By Lewis Diuguid
It always seems to happen like this for everyday Americans — just when it seems like the dark clouds from the last recession are lifting for Joe and Josephine Sixpack, along comes a new downpour of hard times.
And the rain in this climate change economy of more severe, global-marketplace-driven financial storms never lets up. The jobless rate for May released last week looked like a winner with unemployment falling from 5 percent the last few months to 4.7 percent, the lowest since November 2007.
But the Labor Department also said that employers only added 38,000 jobs. Hopes are always for 200,000 jobs or more.
The department also reported that 538,000 people simply stopped looking for work, which means they no longer are counted among the unemployed.
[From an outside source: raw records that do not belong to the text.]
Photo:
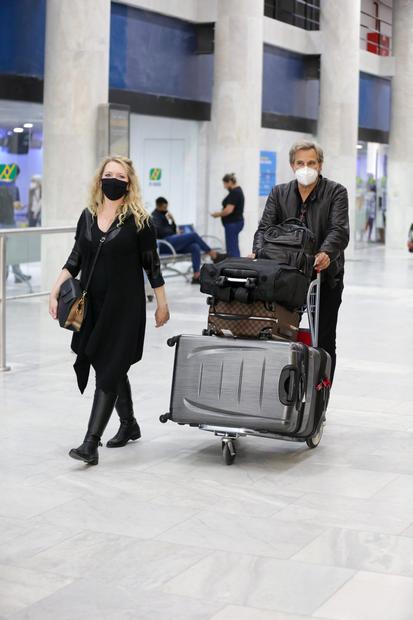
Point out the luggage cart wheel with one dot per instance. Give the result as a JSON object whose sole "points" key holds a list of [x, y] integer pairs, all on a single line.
{"points": [[228, 451], [313, 442]]}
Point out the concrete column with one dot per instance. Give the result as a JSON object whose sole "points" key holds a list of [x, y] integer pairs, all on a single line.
{"points": [[400, 198], [234, 144], [76, 81], [339, 95]]}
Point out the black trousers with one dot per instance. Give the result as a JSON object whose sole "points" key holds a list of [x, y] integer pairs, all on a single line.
{"points": [[330, 302]]}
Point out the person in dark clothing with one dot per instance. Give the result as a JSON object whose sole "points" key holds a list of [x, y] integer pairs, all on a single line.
{"points": [[323, 206], [183, 243], [232, 214], [112, 335]]}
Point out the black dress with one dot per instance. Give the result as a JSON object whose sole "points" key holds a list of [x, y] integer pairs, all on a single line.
{"points": [[112, 335]]}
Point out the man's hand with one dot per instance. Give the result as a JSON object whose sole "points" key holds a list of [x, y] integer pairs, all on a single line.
{"points": [[322, 261]]}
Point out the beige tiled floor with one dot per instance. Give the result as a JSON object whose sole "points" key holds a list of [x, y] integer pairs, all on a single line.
{"points": [[162, 529]]}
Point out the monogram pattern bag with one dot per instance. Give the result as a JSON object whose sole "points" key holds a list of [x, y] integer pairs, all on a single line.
{"points": [[258, 320]]}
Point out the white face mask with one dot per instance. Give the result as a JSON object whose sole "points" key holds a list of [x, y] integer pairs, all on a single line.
{"points": [[306, 175]]}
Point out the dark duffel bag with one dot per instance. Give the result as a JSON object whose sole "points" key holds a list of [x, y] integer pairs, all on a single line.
{"points": [[247, 280], [260, 320], [290, 243]]}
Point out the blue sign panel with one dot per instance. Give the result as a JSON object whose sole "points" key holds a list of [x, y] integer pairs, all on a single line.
{"points": [[268, 164]]}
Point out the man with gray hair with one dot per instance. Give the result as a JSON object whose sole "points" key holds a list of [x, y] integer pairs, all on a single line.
{"points": [[322, 205]]}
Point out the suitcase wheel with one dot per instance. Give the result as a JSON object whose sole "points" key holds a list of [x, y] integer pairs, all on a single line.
{"points": [[171, 342], [228, 451], [313, 441]]}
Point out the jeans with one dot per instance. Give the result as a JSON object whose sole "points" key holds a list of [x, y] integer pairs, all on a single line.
{"points": [[232, 230], [330, 301], [189, 243]]}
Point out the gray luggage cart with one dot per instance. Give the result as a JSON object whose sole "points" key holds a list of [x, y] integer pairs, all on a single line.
{"points": [[313, 432]]}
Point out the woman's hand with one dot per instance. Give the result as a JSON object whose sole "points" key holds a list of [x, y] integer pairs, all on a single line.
{"points": [[53, 306], [161, 315]]}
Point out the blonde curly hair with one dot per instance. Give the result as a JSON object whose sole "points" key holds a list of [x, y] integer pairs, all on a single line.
{"points": [[132, 203]]}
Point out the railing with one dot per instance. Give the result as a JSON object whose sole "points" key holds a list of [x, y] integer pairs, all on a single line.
{"points": [[4, 234], [304, 14]]}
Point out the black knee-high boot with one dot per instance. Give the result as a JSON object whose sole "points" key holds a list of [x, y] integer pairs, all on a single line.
{"points": [[103, 404], [129, 428]]}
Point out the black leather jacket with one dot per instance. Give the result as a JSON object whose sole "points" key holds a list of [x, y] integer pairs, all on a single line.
{"points": [[327, 217]]}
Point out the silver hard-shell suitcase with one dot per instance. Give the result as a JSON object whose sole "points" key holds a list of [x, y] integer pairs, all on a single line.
{"points": [[236, 387], [239, 383]]}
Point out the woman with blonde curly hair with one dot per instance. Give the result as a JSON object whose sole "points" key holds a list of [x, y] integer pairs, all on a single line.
{"points": [[112, 334]]}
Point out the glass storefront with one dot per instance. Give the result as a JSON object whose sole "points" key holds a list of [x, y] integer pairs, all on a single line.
{"points": [[21, 163], [371, 195], [21, 166]]}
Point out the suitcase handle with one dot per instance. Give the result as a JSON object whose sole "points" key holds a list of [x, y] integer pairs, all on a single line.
{"points": [[249, 282], [288, 385]]}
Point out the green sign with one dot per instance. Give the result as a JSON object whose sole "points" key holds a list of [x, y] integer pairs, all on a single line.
{"points": [[155, 174], [8, 172]]}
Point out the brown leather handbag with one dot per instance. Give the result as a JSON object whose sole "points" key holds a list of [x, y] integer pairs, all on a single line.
{"points": [[72, 302]]}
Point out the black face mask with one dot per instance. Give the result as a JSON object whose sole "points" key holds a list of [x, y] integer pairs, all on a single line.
{"points": [[114, 188]]}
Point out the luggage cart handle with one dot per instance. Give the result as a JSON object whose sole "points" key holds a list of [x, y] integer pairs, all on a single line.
{"points": [[313, 308]]}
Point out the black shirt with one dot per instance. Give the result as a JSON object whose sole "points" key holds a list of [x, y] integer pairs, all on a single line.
{"points": [[99, 282], [162, 226], [235, 197]]}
That makes the jobless numbers look far better than they actually are.
Joe and Josephine Sixpack and most other Americans will remember that at the end of the Great Recession in June 2009, the unemployment rate was 9.5 percent.
Add to that frowny face economic outlook a Labor Department report on Wednesday that showed that U.S. job openings were up 2 percent to 5.8 million in April, but hiring was down to just 5.1 million. So the small window of happy days of hiring is starting to close — again.
Everyday Americans have felt this pain before. Their hours at work were reduced during and after the Great Recession. They experienced a steep falloff in the equity in their homes. Interest earnings on savings plunged. The value of stocks they might have held and retirement accounts plummeted and a lot of people lost their homes to foreclosures.
The softness in the economy seems to be threatening Joe and Josephine Sixpack again.
The labor market slide has prompted the Federal Reserve to tap the brakes on raising interest rates this month, fearing that doing so might hurt the sputtering economy. Fed Chairwoman Janet Yellen in a speech Monday raised doubts on a rate hike taking place this summer.
The Federal Reserve in December raised its benchmark interest rate by 0.25 percentage points, to a range of 0.25 to 0.5 percent. It was the first increase in seven years. The Fed had kept its short-term rates near zero to help the flagging U.S. economy.
Meanwhile, the economic troubles gripping China, the European Union and many oil-producing countries is being felt in the U.S. as exports also falter.
The UBS Group gives a grim report this week on the outlook of a recession hitting next year in the United States. Bloomberg News reports that the Swiss global financial services company’s credit-based recession probability index shows there is a 34 percent chance of a recession occurring in the first quarter of 2017.
That could increase to 50 percent if the Federal Reserve increases interest rates too fast. Oil prices are starting to regain ground.
That’s good for oil producing states in the U.S. and countries that live on oil exports. However, the price of gasoline also has gone up.
Joe and Josephine Sixpack will feel that directly because they will have less money to spend on enjoyable, working folk things — like beer.